Some they buy in local shops, including the Superquinn (as we still call it) down the road. Then they walk the Superquinn’s Highway, or sit on it, pre-loading themselves with all the alcohol they cannot be confident of smuggling past security. Only then do they march to the “field”.

READ MORE

We watch all this from behind the safety barriers the organisers put in place at the entrance to our cul-de-sac. The barriers are sometimes supplemented by gardaí. But in fairness, this is where comparisons with Drumcree, circa 1997, break down.

The festival is, in general, good-humoured, and the worst depredations we suffer are the occasional adventurer who thinks our back gardens might provide free entry (they don’t), or who need semi-private places to wee.

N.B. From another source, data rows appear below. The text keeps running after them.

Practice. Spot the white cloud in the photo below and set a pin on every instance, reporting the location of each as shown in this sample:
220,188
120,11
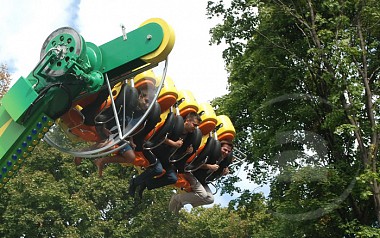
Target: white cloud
24,26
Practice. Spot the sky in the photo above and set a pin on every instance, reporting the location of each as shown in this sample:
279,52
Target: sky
193,64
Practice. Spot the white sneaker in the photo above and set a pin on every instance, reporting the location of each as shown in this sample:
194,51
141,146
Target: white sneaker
174,205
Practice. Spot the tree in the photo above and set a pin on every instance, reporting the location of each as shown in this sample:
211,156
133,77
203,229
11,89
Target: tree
5,80
304,95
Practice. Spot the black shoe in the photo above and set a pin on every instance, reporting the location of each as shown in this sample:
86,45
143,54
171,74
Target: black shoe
141,190
132,187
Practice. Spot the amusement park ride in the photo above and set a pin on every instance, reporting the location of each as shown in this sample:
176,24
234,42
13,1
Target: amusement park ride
77,89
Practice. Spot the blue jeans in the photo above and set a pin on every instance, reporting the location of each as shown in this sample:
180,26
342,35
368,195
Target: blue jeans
148,177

Another minor inconvenience is that, every time one of the residents tries to enter the road during the weekend, he or she risks being mistaken for a festival-goer. Mind you, I find now that, being several decades older than the average participant, this is less a problem than it used to be. When it happens these days, I’m always flattered.

Invitation

Actually, this year, for the first time, everyone in our enclave was given free tickets for the opening night. Some had no interest, but I for one was fully determined to go. Except that, on the same evening, I also had an invitation to an event in the National Concert Hall, intriguing in its own right.

It was a screening of Terence Malick's 2011 film The Tree of Life, which won the big prize at Cannes but somehow passed me by at the time. And the reason it was in the NCH now was that its opulent soundtrack was being performed live, by the RTÉ National Symphony Orchestra and choir.

Spectacles

So not wanting to miss either of these spectacles entirely, I formed a cunning plan wherein I would go first to the concert hall, but slip out at the interval and then catch the last hour of the show at Kilmainham.

It would have made for a dramatic contrast. The film’s soundtrack involves Mahler, Mussorgsky, and Holst, whereas Friday’s bill-topper at Kilmainham was Dizzee Rascal.

Unfortunately, my plan had a weakness, which finally dawned on me about 90 minutes into the NCH show. There would be no interval.

Yes I could still have left, apologising to the seven or eight people seated on either side as I skulked out, But this would have made me look like one of those shallow people who found The Tree of Life too arty and slow-moving. A slave to culture, I stayed where I was.

It was certainly a challenging film. Starting in 1950s America, it portrays a family in crisis and then sets a world record for cinematic flashback – several billion years – by tracing the evolution of life from its origins to modern humanity, before posing some deep philosophical questions, including one, which frames the film, from the Bible’s Book of Job.

Drama

As for another question that increasingly bothered me – when the movie would end, if ever? – the answer was 10.20pm. At which point I raced back to Kilmainham, where another biblical drama unfolded.

Sure enough, the concert was just ending, in line with the curfew imposed for the benefit of the besieged residents coalition. So I didn’t get to taste the Forbidden Fruit myself. But thousands of others had and were now streaming past me, out the gates, like mankind after the fall.